Against Britton, the first qualifier to reach the US Open Junior finals, Dimitrov was at his best, returning well and running down the volleys of the net-loving American.
"I was feeling very calm when I was playing the match," said Dimitrov, who uses a MicroGel Prestige Mid. "Devin gave me a hard time in the first set, and especially in the beginning of the second. But I found a way to manage my game."
Britton broke Dimitrov for the only time in the third game of the second set, but couldn't hold in the fourth, and the American lost his serve again after a lengthy game at 2-3 to give Dimitrov control of the match.
Dimitrov will now play exclusively in professional events, with an eye toward improving his ATP ranking, now in the 700s.
"The goal is to be top 10 player in the ATP, right? Everyone wants to do it, so we'll see what's going to happen."

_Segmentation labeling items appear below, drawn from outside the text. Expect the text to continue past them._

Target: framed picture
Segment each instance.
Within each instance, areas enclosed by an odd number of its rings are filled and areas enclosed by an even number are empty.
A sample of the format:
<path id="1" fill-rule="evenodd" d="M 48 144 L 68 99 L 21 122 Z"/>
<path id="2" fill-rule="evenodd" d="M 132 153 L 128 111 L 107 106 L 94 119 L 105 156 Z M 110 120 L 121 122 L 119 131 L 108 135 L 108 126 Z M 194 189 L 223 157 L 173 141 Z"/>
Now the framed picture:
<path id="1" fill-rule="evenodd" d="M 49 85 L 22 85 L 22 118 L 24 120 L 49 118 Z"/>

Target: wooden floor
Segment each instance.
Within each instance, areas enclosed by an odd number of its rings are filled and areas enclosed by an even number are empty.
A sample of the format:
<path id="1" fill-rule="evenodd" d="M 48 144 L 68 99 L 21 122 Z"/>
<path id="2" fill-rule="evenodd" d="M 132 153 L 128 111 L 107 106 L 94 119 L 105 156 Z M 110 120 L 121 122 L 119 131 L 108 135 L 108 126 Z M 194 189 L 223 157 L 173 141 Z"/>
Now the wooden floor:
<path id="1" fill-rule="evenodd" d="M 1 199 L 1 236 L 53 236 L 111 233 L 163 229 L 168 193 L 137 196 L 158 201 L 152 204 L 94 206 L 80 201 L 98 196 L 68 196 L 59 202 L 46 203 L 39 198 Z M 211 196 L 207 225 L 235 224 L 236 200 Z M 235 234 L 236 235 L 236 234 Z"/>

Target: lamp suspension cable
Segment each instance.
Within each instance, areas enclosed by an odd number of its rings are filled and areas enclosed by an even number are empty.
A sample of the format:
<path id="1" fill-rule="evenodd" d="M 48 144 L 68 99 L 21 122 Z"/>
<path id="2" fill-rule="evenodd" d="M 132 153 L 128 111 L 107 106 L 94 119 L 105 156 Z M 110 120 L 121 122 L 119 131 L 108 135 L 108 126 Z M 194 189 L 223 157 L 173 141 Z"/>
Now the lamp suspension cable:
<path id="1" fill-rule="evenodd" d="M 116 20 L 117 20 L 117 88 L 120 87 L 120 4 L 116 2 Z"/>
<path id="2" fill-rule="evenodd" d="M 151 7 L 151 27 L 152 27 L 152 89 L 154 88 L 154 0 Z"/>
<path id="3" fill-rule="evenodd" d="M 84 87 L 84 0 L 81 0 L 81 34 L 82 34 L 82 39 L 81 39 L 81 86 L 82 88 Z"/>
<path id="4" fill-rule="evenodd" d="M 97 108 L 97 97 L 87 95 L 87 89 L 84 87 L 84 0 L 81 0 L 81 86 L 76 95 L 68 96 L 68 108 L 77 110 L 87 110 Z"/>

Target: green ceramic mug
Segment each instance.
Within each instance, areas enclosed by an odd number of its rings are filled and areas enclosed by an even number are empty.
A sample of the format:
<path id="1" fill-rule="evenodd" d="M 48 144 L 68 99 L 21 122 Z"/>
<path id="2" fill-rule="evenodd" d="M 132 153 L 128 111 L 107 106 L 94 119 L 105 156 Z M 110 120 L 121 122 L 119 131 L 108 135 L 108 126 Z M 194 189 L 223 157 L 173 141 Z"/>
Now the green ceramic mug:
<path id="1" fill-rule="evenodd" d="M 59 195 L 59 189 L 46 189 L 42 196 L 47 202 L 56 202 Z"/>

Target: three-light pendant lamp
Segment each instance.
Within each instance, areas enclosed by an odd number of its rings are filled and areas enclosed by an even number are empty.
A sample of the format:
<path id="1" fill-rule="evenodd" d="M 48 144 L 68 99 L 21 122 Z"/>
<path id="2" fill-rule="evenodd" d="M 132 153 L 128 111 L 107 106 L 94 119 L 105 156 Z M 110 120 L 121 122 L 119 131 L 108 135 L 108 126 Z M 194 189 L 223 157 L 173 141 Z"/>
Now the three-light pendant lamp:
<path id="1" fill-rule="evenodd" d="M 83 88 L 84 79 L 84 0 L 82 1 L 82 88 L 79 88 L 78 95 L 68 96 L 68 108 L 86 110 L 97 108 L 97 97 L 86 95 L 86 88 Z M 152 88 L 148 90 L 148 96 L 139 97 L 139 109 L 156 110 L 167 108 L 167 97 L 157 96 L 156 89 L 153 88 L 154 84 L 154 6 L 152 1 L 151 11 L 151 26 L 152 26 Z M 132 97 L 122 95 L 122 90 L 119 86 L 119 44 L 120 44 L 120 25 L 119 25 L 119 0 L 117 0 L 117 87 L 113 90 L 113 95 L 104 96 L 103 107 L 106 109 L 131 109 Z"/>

Head Team Elite members were prominent in the junior doubles competition as well, with Team Elite players Cedrik-Marcel Stebe of Germany and his partner Nikolaus Moser of Austria winning the boys doubles championship. Stebe, who uses a MicroGel Radical MP and Moser, an unseeded pairing, squeezed past No. 2 seeds and French Open boys doubles champions Henri Kontinen of Finland and Christopher Rungkat of Indonesia 7-6(5), 3-6, 10-8. Team Elite member Kontinen, who uses a MicroGel Prestige MP, and his partner Rungkat had the misfortune of seeing a net-cord winner skip over their heads on match point in the ten-point tiebreaker that decided the contest. Kontinen, Stebe and Chase Buchanan, who uses a MicroGel Radical MP, also reached the quarterfinals in the singles competition.
American Sloane Stephens had outstanding results in New York too, and not just in the junior championships. Stephens, who wields a MicroGel Prestige Mid, and her partner Robert Kendrick, also from the U.S., upset top seeds Daniel Nestor and Chia-Jung Chuang 6-1, 6-4 in the opening round of mixed doubles. Stephens then paired with Mallory Burdette, also of the U.S., to reach the girls doubles final, where they fell to the No. 3 seeded team of Noppawan Lertcheewakarn of Thailand and Sandra Roma of Sweden 6-0, 6-2.
"We've had some good matches and we've done pretty well," Stephens said. "It's been a great opportunity, and I'm just happy we made the finals."
With her win over Melinda Czink in the first round of women's qualifying in New York, the 15-year-old Stephens is now ranked inside the WTA Top 500.